I have been seeing many warnings from sklearn type e.g:
FutureWarning: Feature names only support names that are all strings. Got feature names with dtypes: ['MyNewNames']. An error will be raised in 1.2.
while using StrEnum for the names of my features in regression anylises. I wrote the following code to ilustrate the case:
from enum import auto
from strenum import StrEnum
import pandas as pd
from sklearn import datasets, linear_model
from sklearn.linear_model import LinearRegression
class MyNewNames(StrEnum):
MyCrim = auto()
MyZN = auto()
MyIndus = auto()
class ComputeRegression():
def SetUP(self,df:pd.DataFrame):
variables = [[MyNewNames.MyCrim,MyNewNames.MyZN],[MyNewNames.MyCrim,MyNewNames.MyIndus]]
for value in variables:
dX = df[value]
dY = df["AGE"]
self.ComputeRegression(dX,dY)
def ComputeRegression(self,dX,dY):
model = linear_model.LinearRegression()
model.fit(X = dX, y = dY)
predicted = model.predict(dX) # I see warnings when calling this line
print(predicted)
boston = datasets.load_boston()
df = pd.DataFrame(data= boston['data'], columns= boston['feature_names'])
df[MyNewNames.MyCrim] = df["CRIM"]
df[MyNewNames.MyZN] = df["ZN"]
df[MyNewNames.MyIndus] = df["INDUS"]
cr = ComputeRegression()
cr.SetUP(df)
It seems the issue is when I create a new column in the dataframe using the StrEnum, since when I change the following part of the code to:
df[MyNewNames.MyCrim.value] = df["CRIM"]
df[MyNewNames.MyZN.value] = df["ZN"]
df[MyNewNames.MyIndus.value] = df["INDUS"]
The warnings disapear.
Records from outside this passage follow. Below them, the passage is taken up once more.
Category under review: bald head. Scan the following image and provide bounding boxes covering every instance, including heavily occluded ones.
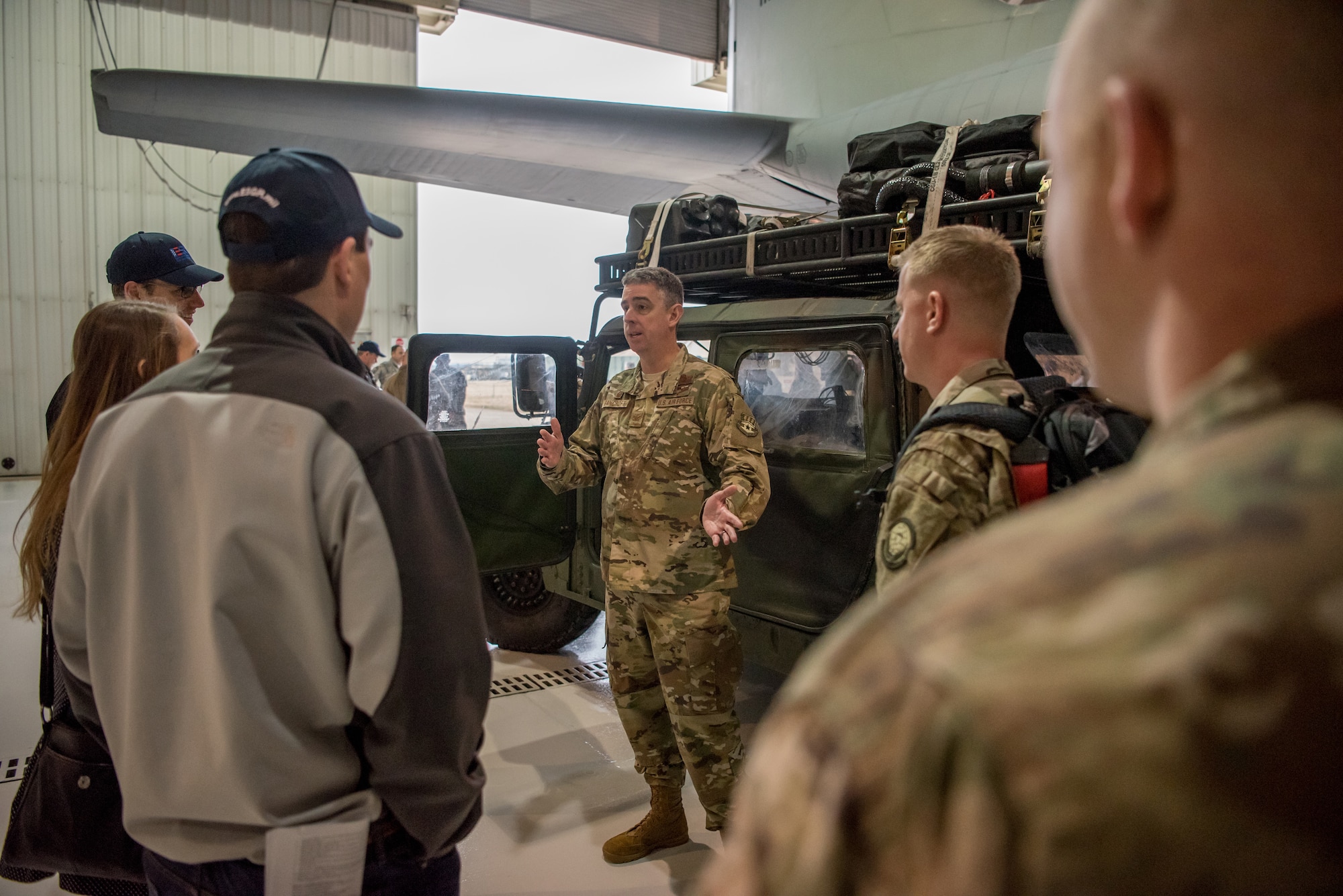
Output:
[1046,0,1343,416]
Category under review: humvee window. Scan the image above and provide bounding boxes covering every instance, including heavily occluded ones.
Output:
[426,353,555,432]
[737,349,868,454]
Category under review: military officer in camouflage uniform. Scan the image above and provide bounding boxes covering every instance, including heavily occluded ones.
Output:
[537,268,770,862]
[877,226,1029,586]
[702,0,1343,896]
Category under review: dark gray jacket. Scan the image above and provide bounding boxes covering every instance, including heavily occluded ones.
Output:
[54,294,490,862]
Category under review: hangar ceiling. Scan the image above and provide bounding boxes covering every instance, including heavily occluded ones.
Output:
[461,0,728,62]
[102,0,728,62]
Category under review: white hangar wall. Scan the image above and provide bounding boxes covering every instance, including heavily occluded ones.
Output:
[0,0,416,476]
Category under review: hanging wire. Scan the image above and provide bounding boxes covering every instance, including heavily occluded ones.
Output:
[136,140,216,215]
[93,0,121,68]
[149,141,219,199]
[85,0,218,215]
[85,0,107,68]
[313,0,337,81]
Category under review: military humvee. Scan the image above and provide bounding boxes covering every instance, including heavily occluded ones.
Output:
[408,195,1064,672]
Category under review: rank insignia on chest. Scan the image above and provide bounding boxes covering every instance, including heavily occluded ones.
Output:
[881,516,916,568]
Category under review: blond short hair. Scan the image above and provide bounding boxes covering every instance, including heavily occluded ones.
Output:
[898,224,1021,334]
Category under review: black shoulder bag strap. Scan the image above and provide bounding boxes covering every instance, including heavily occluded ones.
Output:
[38,601,56,731]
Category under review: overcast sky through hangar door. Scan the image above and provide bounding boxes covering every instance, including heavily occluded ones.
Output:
[414,12,731,340]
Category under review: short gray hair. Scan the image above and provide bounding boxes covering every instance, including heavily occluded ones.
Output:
[620,267,685,309]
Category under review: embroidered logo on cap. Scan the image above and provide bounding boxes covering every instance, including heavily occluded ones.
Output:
[224,187,279,208]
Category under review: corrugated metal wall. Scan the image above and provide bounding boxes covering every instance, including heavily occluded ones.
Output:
[0,0,416,475]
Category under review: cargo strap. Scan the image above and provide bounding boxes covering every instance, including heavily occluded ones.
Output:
[923,125,962,234]
[635,199,676,267]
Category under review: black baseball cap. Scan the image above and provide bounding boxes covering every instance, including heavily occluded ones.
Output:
[219,148,402,262]
[107,231,224,286]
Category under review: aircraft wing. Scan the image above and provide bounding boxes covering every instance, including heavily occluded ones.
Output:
[93,68,833,215]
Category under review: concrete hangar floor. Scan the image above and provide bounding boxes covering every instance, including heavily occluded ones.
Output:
[0,479,782,896]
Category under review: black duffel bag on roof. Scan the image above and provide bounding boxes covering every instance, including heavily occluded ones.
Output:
[849,115,1039,173]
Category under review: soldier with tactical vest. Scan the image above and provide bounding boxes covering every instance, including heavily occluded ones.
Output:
[877,226,1029,586]
[537,267,770,864]
[701,0,1343,896]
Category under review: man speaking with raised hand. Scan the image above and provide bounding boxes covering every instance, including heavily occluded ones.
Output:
[537,267,770,864]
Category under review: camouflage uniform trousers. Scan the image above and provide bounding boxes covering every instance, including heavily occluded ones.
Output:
[606,590,743,826]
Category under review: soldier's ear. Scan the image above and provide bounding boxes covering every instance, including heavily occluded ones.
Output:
[924,290,947,333]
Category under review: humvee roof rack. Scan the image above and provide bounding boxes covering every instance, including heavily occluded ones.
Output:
[596,193,1042,303]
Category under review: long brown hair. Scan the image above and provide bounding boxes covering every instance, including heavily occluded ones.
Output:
[15,299,187,619]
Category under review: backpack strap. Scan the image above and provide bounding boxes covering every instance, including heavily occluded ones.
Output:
[896,401,1037,465]
[896,402,1062,507]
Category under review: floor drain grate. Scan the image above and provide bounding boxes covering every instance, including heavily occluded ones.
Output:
[490,661,607,697]
[0,756,31,783]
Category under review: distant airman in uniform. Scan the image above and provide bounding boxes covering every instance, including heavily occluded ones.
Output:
[701,0,1343,896]
[877,226,1029,586]
[537,268,770,864]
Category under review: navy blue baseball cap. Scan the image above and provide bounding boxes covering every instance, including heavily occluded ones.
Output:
[219,148,402,262]
[107,231,224,286]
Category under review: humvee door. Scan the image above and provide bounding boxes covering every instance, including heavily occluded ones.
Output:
[712,321,901,633]
[406,334,577,573]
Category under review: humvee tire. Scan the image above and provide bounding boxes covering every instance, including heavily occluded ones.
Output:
[481,568,600,653]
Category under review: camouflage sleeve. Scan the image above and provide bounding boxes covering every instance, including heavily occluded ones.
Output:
[877,431,992,587]
[704,379,770,528]
[536,391,606,495]
[698,587,1018,896]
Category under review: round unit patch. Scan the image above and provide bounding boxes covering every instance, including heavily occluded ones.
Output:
[881,516,915,568]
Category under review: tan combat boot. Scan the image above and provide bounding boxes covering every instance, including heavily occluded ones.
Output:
[602,786,690,865]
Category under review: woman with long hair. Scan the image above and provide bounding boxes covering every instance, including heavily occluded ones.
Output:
[0,301,199,896]
[15,301,199,619]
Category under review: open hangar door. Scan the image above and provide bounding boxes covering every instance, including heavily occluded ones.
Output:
[0,0,418,476]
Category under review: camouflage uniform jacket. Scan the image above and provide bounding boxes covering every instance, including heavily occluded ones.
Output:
[704,304,1343,896]
[537,346,770,594]
[877,358,1025,586]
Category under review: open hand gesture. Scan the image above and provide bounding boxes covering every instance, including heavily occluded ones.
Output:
[700,485,741,547]
[536,417,564,469]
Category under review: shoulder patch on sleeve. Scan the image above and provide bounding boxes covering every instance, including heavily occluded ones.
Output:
[881,516,917,568]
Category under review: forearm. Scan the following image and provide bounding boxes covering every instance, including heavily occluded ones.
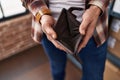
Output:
[21,0,50,21]
[88,0,110,14]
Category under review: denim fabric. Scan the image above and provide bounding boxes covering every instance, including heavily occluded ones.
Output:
[42,36,107,80]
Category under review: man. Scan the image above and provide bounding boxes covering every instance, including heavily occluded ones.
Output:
[22,0,109,80]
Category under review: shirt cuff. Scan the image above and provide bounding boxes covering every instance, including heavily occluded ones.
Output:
[88,0,105,15]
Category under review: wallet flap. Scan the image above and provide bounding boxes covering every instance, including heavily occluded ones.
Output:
[54,8,82,54]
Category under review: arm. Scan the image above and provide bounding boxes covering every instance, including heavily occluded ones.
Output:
[21,0,51,21]
[21,0,64,50]
[88,0,110,14]
[78,0,109,52]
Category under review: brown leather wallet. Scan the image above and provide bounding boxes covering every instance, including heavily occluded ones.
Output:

Can anyone explain to me why creating a new dataframe column with an enum "MyNewNames.Something" causes issues with the naming of the df column, while accessing a column like df[MyNewNames.MyIndus] is not a problem ?
Thanks!
The likely cause is that sklearn
is doing a type check instead of an isinstance check for column names. That is:
if type(column_name) is str
instead of
if isinstance(column_name, str)